Timestamp and timezone confusion with Spark, Parquet and Redshift

Most of the time developers don’t give much thought to timezones. In a data-center based application, ETL, DB, and applications all run in the same timezone, so there are limited opportunities for discrepancies.

When you move to the cloud and big data, especially when you migrate components incrementally, there are suddenly lots of places where things can go wrong.

Here’s an example of an issue I ran into when migrating a front-end reporting application to AWS and Redshift incrementally.

A Spark data pipeline runs in existing data center, and generates Parquet
Parquet is copied to AWS S3
Parquet is then loaded to Redshift via COPY
Problem: some dates in the application are now off by a day, compared with Parquet imported into a legacy DB via JDBC

Digging deeper it turns out the problem is something like this:

The original source of truth is a flat file with date-time strings with no particular timezone, like “2019-01-01 17:00”. That’s 5 o’clock somewhere (sorry, couldn’t resist) but the instant in time is ambiguous. Often times we don’t really care about the moment in time, as long as we can print back the same string we started with, so local time semantics makes sense.
Spark parses that flat file into a DataFrame, and the time becomes a timestamp field. But a timestamp field is like a UNIX timestamp and has to represent a single moment in time. So Spark interprets the text in the current JVM’s timezone context, which is Eastern time in this case. So the “17:00” in the string is interpreted as 17:00 EST/EDT. That DataFrame is then written to Parquet.
Redshift loads the timestamp from Parquet file into a TIMESTAMP column. A TIMESTAMP is like a date-time string, in that it has no timezone info and does not correspond to a specific moment in time. The problem here is that Redshift COPY interprets timestamps in Parquet as literal moments in time, and then “formats” the value into the TIMESTAMP column in UTC.

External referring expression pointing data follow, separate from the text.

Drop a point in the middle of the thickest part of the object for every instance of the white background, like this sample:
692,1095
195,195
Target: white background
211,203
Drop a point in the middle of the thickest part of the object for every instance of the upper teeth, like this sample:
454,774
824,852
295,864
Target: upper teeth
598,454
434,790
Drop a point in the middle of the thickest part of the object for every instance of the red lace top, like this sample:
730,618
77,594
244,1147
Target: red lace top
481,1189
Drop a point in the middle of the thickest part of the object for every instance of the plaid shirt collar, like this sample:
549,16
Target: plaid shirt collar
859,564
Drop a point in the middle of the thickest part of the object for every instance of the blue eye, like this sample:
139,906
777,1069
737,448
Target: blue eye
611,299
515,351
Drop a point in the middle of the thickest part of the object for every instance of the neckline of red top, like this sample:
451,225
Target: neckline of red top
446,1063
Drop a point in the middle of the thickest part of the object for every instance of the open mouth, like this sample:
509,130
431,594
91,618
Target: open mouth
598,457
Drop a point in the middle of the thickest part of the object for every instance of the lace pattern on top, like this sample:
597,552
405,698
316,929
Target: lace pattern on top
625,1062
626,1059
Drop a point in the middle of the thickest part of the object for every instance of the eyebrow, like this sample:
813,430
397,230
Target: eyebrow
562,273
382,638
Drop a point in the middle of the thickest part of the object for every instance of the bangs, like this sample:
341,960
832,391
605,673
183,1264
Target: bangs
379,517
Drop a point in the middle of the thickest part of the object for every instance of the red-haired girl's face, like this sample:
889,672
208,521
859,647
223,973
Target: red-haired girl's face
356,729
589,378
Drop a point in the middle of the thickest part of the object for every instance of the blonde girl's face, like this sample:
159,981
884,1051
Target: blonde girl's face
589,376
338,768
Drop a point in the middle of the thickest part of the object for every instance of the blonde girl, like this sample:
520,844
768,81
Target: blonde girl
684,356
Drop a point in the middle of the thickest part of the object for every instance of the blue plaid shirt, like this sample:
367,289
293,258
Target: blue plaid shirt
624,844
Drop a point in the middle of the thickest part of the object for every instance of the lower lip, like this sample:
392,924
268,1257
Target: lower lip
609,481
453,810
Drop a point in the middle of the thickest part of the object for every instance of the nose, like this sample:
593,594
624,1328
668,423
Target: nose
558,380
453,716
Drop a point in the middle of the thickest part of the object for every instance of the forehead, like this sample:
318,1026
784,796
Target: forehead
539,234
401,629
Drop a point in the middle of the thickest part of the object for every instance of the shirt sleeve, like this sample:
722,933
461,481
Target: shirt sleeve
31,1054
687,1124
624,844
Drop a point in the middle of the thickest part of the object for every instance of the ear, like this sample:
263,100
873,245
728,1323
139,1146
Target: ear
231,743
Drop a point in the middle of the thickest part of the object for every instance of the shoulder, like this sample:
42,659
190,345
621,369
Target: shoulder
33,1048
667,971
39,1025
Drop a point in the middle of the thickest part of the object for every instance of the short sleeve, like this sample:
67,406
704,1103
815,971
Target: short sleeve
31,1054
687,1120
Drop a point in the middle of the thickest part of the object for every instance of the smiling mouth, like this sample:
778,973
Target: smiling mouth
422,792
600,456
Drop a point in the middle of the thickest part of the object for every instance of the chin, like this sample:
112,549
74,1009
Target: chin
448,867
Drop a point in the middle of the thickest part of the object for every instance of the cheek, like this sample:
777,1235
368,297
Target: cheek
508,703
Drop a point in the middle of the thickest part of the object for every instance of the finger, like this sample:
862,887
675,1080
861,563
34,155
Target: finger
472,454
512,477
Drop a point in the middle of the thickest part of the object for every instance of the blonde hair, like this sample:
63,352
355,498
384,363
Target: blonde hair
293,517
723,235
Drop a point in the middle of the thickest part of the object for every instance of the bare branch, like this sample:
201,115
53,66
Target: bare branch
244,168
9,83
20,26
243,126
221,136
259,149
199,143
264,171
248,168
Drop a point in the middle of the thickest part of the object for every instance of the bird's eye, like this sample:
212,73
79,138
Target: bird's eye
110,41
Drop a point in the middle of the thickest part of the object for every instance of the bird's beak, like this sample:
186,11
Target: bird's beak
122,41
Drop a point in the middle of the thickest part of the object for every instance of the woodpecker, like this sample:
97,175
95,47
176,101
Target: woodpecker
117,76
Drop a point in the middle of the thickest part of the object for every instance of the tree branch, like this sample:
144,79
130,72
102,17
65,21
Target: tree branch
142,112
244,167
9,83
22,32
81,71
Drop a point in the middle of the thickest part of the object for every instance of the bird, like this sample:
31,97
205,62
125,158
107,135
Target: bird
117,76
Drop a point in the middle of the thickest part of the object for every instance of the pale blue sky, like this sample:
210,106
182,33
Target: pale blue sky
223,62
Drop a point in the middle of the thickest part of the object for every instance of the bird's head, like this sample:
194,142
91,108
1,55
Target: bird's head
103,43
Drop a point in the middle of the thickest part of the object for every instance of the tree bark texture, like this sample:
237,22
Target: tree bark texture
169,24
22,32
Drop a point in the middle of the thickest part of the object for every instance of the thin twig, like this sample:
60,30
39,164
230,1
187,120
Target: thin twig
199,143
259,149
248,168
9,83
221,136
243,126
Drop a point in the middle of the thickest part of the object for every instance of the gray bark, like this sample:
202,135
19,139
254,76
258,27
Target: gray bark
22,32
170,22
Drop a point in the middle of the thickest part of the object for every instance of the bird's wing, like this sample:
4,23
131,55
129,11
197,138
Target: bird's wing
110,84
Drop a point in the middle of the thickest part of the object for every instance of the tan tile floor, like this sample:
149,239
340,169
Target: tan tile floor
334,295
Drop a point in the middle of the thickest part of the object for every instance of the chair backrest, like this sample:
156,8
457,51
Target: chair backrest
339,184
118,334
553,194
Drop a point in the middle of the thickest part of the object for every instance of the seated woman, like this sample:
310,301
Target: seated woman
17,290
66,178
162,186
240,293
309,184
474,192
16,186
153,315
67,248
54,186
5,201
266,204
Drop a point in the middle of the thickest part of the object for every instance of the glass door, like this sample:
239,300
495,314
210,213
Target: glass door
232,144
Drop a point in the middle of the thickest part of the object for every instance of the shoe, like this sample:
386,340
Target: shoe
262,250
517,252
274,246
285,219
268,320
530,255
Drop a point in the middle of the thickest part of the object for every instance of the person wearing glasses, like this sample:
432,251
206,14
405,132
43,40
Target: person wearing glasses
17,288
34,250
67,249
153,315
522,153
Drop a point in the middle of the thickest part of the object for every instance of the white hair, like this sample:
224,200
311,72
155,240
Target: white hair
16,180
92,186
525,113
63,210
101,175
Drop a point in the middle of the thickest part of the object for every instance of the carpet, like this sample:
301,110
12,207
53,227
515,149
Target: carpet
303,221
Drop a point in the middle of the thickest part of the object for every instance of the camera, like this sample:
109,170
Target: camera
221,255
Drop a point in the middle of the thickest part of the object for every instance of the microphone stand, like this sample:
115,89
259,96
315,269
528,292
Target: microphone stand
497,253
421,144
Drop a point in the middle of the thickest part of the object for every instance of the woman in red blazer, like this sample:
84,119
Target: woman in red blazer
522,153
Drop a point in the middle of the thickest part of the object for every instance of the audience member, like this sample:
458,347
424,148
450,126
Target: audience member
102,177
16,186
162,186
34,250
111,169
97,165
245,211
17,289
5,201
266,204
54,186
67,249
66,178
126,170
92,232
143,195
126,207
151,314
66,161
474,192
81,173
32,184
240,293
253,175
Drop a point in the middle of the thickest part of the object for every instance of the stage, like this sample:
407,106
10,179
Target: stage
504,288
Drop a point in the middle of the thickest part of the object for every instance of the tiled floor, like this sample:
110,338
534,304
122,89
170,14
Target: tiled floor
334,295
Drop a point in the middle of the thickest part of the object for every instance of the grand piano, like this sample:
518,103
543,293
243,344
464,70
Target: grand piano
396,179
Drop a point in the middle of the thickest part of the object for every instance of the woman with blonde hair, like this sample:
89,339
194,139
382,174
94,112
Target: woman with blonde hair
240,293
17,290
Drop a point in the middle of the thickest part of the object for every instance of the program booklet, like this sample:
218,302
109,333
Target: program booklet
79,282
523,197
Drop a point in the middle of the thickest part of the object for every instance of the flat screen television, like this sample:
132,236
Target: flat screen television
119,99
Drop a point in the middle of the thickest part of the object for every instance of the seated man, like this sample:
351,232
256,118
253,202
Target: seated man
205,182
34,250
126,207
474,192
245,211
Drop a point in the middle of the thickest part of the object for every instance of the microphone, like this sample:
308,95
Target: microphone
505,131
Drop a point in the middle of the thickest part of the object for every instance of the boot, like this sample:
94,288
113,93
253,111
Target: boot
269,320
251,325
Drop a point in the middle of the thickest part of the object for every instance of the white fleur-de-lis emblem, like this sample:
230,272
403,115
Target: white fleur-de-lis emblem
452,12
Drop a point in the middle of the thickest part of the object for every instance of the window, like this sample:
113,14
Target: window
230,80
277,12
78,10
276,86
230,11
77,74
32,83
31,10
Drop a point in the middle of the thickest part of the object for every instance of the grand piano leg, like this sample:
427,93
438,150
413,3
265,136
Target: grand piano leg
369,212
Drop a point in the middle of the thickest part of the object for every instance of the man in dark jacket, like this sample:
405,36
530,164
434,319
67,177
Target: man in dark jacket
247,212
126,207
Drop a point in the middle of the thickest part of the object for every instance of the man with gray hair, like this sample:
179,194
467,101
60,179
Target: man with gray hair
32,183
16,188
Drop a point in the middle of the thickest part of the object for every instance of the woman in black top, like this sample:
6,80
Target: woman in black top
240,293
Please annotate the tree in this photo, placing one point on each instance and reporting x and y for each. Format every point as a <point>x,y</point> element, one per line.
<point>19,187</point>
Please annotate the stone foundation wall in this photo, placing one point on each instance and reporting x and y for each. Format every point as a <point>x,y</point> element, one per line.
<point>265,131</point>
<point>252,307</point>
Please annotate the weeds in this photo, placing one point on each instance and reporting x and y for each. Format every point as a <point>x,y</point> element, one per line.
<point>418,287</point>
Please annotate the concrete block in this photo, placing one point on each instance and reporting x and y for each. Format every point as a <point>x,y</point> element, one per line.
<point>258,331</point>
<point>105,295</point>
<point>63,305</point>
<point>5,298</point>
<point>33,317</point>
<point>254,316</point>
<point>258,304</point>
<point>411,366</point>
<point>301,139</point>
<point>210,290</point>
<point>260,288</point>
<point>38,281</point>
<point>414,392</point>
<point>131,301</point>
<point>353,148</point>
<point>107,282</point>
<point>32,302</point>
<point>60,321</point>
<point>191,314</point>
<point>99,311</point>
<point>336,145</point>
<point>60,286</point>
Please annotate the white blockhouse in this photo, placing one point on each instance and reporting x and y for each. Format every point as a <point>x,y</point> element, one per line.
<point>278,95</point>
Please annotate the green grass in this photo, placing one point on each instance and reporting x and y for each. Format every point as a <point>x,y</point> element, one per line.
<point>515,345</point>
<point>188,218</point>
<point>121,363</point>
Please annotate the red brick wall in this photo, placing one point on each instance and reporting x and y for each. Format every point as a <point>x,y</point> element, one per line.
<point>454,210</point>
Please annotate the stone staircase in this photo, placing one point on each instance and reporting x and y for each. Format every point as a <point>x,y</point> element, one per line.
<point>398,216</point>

So what happens here is “17:00” in the original text file becomes “22:00” in Redshift. This is an even bigger problem if the time was close to midnight; 23:00 becomes 04:00 the next day and so trunc(datetime) or aggregates that group by date, month or quarter won’t match either.

Before proposing a solution or workaround, let’s take a step back and try to understand root cause here.

The key here is to recognize that specific moments in time (“instants”), and a string like “17:00” (“local time”) are two distinct concepts. They can be converted: instant = local time + timezone. But often, what happens is a local time is converted to an instant, by implicitly adding the current system timezone.

Some examples:

	Instant	local time
Literal	2019-01-01 17:00-05:00 (ISO with offset) 1546380000 (UNIX timestamp)	2019-01-01 17:00 (no timezone)
SQL type	TIMESTAMP WITH TIMEZONE	TIMESTAMP [WITHOUT TIMEZONE]
Java type	java.sql.Timestamp	java.time.LocalDateTime
Parquet type	Timestamp with isAdjustedToUTC=true	Timestamp with isAdjustedToUTC=false

The challenge is between Spark and Redshift:

Redshift COPY from Parquet into TIMESTAMP columns treats timestamps in Parquet as if they were UTC, even if they are intended to represent local times. So if you want to see the value “17:00” in a Redshift TIMESTAMP column, you need to load it with 17:00 UTC from Parquet. Technically, according to Parquet documentation, this is correct: the integer value to represent 17:00 as a local time is equivalent to the value that would represent the instant 17:00 UTC.
Spark does not support a distinction between local times and instants in DataFrames. So we have no way to parse a time from a CSV without implicitly converting it to an instant, using the current Spark session timezone. Spark will then generate Parquet with either INT96 or TIME_MILLIS Parquet types, both of which assume UTC normalization (instant semantics).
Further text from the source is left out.